L’anti-individualisme des Saint-Simoniens est aux antipodes, au moins superficiellement, de la posture libertaire des Fouriéristes. Le fondateur du mouvement, Charles Fourier, lègue à ses disciples une systématisation apparemment infaillible, de la psychologie humaine qui permet, selon lui, l’élaboration d’institutions sociales parfaitement conformes aux besoins matériels et spirituels de l’homme. Si les découvertes du maître sont censées éliminer les conflits à la fois sociaux et psychiques pour atteindre une harmonie collective, elles offrent aussi une formule qui accorde la liberté individuelle au plus grand bonheur de tous. Il semblerait donc que la coordination harmonieuse du comportement et des opinions prévue par Fourier élimine tout besoin d’intervention artistique dans la société, et dans la théorie du maître lui-même le rôle de l’artiste se limite à l’agrément collectif. Pour ses disciples, pourtant, l’art est apprécié à la fois comme un outil valable dans la tâche ardue de convertir les habitants de notre monde imparfait aux joies de l’harmonie promise à l’avenir et, une fois cette harmonie réalisée, de glorifier la nature enfin rétablie dans son vrai destin. Armé des formules de ce qu’il appelle la “loi sociale” léguée par Fourier, un de ses disciples, Eugène d’Izalguier, offre en 1836 les indications de ce que serait une “loi esthétique” élaborée sur ces principes :
“Si, en effet, connaissant à fond les exigences de la nature humaine, Fourier a pu calculer avec précision les conditions sociales les mieux appropriées à cette nature, les plus favorables à la satisfaction de ces exigences, il sera possible aussi, profitant de ses travaux sur les passions de l’homme, de calculer les conditions d’art les mieux en harmonie avec ces passions et les plus capables de les satisfaire ou de les diriger selon le but de l’artiste. Dès lors toute combinaison esthétique aura sa loi et sa raison, comme toute combinaison musicale, comme toute combinaison picturale, comme toute combinaison de nombres, et la science sera fondée.”[ref]Eugène d’Izalguier, “Loi de la corrélation de la forme sociale et de la forme esthétique” dans Trois Discours prononcés à l’Hôtel de ville, faisant complément à la publication du Congrès historique (1836), p. 127.[/ref]

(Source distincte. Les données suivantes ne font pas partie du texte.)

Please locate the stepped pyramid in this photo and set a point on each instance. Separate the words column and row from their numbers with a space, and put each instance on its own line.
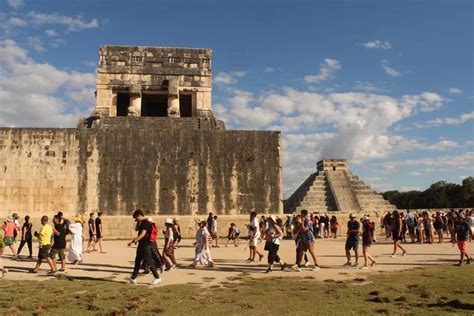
column 333, row 188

Ces ambitions perdent leurs allures positivistes dans les compte-rendus critiques consacrés aux beaux-arts et publiés dans la presse fouriériste pendant la Monarchie de juillet. Pour le critique Désiré Laverdant, dont les articles sur le Salon sont l’occasion d’appliquer une esthétique fouriériste aux oeuvres exposées, l’harmonie artistique exerce un effet bienfaisant sur l’appareil affectif en évoquant un monde où il y a un accord parfait entre la forme d’un objet et sa destination, c’est-à-dire le rôle qu’il est appelé à remplir dans le monde. La beauté idéale est ainsi conçue comme l’expression plastique d’une harmonie parfaite assurée par une gestion de la nature qui a éliminé la répression morale et matérielle qui caractérise la société actuelle. Une telle conception investit donc la beauté physique d’une signification politique. Elle permet aux Fouriéristes de voir dans les valeurs formelles des leçons idéologiques calibrées sur la priorité accordée à l’harmonie comme valeur sociale absolue. Elle offre ainsi aux artistes la possibilité de travailler au bien-être collectif tout en éliminant la nécessité de dépeindre des sujets explicitement didactiques. Comme Laverdant l’explique en 1843, c’est la priorité doctrinale accordée au bonheur comme réalisation de l’harmonie naturelle qui ouvre de telles perspectives aux arts :
“Le but de l’art est de nous faire concevoir et aimer la destinée vraie et de nous éloigner de conditions de vie fausses et désordonnées. L’art a donc pour mission de nous révéler, dans son expression la plus générale, l’idée du bonheur, dernière fin et consécration divine de la vraie destinée.”[ref]Désiré Laverdant, “L’Art et sa mission,” La Démocratie pacifique, vol. 1, n° 2 (2 août 1843).[/ref]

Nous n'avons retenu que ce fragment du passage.